This last month has been so strange. Just a bit slow and swirly, like walking through water. I haven’t been able to do the things I want to, to see the people I’d like to see. I had problems eating and drinking and talking without severe pain, which meant I was on dilaudid which only added to the feelings of disconnect.
In all of this, Cindy died and I was connected as a go-to person for a woman newly diagnosed with ovarian cancer (basically give her a heads-up as to what might happen, things to ask for, things to insist on). And I was just so tired from being in pain all the time and not being able to eat. I felt completely disconnected from the world. Yet, I didn’t want people to come to me because I was tired and speaking hurt. The low level depression, this miasma of misery was hard to shake.
There are other things, too. I’m stopped the trial that was working so well for me. The problem was, it was only working well for me when I was getting the higher dose of the medication. As soon as they lowered it, I wasn’t doing so well. The pictures from my CT scans all say pretty much the same thing: stable. But my blood tests tell a different story, and my oncologist thinks we should listen to the blood tests before the scans catch up to the story.
So now I’m going on a new trial, one stranger and more magical than any I’ve been on yet. The drug, which doesn’t have a name, is a Selective Inhibitor of Nuclear Export. Short explanation: there are high levels of exporter proteins in bodies with cancer. These proteins send tumor suppressor proteins and growth regulatory proteins that should be inside the nucleus of the cells (where they are activated to avoid uncontrolled growth).

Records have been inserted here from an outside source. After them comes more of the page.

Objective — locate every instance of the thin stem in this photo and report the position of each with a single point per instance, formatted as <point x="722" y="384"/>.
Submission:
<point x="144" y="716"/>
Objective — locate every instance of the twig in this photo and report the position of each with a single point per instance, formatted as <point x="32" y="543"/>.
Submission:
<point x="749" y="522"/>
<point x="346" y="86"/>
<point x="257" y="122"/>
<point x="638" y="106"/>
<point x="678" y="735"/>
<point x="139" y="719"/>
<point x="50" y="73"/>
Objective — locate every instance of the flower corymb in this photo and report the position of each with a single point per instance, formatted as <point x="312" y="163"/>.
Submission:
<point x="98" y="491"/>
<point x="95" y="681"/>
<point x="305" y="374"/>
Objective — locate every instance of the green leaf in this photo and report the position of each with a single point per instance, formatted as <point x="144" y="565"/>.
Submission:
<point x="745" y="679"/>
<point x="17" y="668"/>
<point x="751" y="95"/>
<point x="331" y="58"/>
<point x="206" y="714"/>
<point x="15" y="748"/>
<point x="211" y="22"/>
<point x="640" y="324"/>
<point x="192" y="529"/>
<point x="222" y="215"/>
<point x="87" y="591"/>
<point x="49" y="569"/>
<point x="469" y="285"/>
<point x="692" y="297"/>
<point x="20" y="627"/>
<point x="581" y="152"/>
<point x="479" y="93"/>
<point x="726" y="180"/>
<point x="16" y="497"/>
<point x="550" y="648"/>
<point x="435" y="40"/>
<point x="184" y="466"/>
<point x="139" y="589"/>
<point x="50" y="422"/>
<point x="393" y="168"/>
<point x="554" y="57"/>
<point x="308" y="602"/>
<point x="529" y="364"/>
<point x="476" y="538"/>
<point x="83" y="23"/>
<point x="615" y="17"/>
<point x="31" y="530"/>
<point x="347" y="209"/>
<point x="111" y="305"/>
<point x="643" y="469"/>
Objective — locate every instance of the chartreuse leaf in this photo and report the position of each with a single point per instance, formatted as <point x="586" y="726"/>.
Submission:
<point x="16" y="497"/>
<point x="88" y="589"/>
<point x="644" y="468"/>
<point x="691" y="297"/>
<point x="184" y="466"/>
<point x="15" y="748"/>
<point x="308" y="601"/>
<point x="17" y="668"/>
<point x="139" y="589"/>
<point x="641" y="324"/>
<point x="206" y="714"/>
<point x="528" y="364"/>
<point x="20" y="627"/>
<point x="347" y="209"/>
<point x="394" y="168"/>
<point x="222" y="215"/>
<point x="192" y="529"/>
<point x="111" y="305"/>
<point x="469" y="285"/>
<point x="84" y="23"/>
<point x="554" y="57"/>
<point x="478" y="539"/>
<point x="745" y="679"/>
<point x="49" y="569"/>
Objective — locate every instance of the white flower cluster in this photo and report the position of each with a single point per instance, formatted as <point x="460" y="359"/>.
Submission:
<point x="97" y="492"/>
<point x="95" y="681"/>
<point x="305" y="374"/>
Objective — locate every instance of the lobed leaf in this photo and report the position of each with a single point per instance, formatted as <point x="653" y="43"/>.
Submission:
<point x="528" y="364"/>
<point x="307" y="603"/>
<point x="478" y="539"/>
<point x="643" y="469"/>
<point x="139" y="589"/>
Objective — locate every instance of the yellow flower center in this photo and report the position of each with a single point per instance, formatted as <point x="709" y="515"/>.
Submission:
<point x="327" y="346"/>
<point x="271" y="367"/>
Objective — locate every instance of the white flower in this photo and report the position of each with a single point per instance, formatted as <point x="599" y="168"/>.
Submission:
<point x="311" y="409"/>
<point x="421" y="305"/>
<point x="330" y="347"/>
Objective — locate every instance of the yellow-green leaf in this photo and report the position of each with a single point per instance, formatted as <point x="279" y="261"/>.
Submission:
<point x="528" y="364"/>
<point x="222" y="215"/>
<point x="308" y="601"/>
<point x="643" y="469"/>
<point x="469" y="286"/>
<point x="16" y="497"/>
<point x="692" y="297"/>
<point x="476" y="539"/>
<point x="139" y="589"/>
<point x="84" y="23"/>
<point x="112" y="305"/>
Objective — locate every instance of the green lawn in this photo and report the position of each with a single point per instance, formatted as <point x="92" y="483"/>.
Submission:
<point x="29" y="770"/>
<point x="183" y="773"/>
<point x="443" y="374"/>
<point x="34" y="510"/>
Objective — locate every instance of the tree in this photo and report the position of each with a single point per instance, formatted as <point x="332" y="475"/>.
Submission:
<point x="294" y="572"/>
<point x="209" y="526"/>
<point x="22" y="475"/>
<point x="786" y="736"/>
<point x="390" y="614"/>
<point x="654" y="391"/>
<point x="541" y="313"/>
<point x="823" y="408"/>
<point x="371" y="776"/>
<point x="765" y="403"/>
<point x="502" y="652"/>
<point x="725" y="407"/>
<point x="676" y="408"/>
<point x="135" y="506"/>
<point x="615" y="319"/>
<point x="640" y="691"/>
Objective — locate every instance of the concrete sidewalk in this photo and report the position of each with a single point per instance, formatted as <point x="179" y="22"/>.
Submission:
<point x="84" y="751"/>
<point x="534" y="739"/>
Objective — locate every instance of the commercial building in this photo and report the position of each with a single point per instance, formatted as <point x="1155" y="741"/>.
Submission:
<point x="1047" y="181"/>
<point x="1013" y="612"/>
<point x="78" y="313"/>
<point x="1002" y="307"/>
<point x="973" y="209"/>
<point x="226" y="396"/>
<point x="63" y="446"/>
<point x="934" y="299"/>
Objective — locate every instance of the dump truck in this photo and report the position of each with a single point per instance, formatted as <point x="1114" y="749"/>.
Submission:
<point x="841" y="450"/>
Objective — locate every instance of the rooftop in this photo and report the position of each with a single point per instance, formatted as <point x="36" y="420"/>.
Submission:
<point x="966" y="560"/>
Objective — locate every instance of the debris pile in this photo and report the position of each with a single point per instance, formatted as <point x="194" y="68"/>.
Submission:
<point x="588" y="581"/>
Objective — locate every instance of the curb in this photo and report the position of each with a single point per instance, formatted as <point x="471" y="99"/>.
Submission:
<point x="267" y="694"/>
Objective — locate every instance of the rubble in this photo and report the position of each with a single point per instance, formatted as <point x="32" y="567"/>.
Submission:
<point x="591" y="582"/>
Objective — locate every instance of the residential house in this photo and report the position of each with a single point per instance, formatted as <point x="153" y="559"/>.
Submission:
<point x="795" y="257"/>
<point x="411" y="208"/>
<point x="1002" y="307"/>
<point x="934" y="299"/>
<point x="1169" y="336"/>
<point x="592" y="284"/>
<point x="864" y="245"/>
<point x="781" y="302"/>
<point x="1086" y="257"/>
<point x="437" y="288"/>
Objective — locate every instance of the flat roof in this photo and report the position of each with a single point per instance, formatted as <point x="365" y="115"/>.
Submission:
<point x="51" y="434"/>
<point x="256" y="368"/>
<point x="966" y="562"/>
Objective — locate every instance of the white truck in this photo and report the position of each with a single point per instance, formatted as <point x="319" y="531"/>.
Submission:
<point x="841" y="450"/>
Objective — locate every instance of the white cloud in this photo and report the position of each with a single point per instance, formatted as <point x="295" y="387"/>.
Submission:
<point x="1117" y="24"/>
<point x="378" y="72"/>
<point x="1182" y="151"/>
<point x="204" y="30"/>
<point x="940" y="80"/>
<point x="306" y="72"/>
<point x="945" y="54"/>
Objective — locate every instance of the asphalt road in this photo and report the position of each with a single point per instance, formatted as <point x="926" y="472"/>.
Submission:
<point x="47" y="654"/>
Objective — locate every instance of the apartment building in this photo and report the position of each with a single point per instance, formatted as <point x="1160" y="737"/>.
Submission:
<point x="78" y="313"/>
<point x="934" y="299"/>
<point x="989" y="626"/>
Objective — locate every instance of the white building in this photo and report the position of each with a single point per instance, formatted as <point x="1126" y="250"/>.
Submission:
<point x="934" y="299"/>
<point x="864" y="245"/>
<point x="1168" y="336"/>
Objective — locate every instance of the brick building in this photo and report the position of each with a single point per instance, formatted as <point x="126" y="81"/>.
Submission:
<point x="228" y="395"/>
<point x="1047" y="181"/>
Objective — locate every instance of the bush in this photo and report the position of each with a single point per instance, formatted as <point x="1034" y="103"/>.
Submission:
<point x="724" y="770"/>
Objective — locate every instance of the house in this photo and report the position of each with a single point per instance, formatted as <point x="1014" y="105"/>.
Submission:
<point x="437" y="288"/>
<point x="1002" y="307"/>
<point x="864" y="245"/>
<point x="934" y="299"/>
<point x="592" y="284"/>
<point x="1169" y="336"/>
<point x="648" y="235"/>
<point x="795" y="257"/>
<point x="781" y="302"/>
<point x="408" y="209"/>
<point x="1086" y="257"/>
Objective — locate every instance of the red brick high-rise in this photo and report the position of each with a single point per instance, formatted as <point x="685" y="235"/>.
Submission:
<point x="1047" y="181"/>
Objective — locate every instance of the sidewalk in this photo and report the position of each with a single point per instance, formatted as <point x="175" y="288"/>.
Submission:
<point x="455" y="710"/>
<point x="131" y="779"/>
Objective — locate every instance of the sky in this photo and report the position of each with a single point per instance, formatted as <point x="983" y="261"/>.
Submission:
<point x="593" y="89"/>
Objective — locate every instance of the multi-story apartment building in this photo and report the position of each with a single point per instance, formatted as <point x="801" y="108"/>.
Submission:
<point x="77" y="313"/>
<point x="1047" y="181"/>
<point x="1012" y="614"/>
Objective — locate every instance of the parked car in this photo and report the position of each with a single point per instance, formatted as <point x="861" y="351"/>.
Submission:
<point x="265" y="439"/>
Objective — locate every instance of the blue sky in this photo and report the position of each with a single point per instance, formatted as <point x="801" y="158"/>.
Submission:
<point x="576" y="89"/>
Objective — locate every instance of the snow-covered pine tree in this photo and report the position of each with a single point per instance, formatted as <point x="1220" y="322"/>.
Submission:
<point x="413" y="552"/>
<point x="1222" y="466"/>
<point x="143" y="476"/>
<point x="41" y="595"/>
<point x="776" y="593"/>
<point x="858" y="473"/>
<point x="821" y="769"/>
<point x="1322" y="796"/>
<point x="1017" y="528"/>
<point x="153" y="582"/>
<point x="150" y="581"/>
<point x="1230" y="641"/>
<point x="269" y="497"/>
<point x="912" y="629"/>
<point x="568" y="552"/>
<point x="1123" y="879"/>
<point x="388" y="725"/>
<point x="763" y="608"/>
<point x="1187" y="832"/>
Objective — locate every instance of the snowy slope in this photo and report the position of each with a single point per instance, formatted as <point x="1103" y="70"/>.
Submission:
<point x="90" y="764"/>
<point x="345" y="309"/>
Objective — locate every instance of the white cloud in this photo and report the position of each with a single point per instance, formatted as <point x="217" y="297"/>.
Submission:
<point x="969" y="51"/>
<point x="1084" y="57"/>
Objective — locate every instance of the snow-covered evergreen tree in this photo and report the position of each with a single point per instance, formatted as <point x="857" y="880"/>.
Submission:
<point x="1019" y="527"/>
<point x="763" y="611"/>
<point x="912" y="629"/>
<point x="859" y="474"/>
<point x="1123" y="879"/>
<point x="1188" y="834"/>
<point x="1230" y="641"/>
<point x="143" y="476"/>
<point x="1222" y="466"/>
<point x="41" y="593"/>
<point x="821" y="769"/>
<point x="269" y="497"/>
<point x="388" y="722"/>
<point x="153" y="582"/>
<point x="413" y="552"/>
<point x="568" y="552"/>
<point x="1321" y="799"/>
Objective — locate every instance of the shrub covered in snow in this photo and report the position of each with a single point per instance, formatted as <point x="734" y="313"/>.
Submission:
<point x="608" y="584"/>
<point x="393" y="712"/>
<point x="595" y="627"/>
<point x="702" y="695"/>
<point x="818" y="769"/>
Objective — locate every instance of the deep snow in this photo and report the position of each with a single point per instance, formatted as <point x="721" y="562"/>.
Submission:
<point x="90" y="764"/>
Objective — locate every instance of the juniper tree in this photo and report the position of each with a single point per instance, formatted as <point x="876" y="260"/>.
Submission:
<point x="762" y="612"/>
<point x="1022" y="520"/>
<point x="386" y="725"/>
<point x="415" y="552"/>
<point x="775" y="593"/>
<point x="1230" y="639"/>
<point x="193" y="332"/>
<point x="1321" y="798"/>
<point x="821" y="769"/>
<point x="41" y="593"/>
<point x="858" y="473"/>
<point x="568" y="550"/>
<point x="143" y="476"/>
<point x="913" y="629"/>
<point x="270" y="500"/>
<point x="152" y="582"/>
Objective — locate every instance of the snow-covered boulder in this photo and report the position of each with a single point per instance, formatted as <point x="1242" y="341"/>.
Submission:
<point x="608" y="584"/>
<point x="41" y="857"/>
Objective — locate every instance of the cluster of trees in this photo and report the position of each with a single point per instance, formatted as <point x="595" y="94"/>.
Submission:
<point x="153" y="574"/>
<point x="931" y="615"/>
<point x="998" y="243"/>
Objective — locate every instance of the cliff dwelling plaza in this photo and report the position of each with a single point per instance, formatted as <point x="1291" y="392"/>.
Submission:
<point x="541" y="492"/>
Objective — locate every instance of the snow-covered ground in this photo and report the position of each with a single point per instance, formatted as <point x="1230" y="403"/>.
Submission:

The drug I will be taking keeps the tumor suppressor and growth regulatory proteins inside the nucleus of the cell where they can do their work. All this is in theory, of course. The only started this trial a little less than a year ago. This drug has been tried in about 30 humans. I’ll be one of them. There are two clinical trials currently testing the drug — the one I am on, and another one for dogs with non-Hodgkin’s lymphoma. I wonder how the dogs are doing. The people have been doing pretty good at achieving stable disease.
If I thought I was on the vanguard of targeted medicine before, I don’t know where I stand now.
The trial has basically made a mess of all my summer travel plans. Yet another trip cancelled, and another shortened drastically. The side effect profile for this drug is low with the exception of severe nausea (which can be pretty easily controlled) but I think I’ll take my last six weeks of Short Term Disability to ease into that transition since my experience with starting new treatments really hasn’t been that great. Call me gun shy.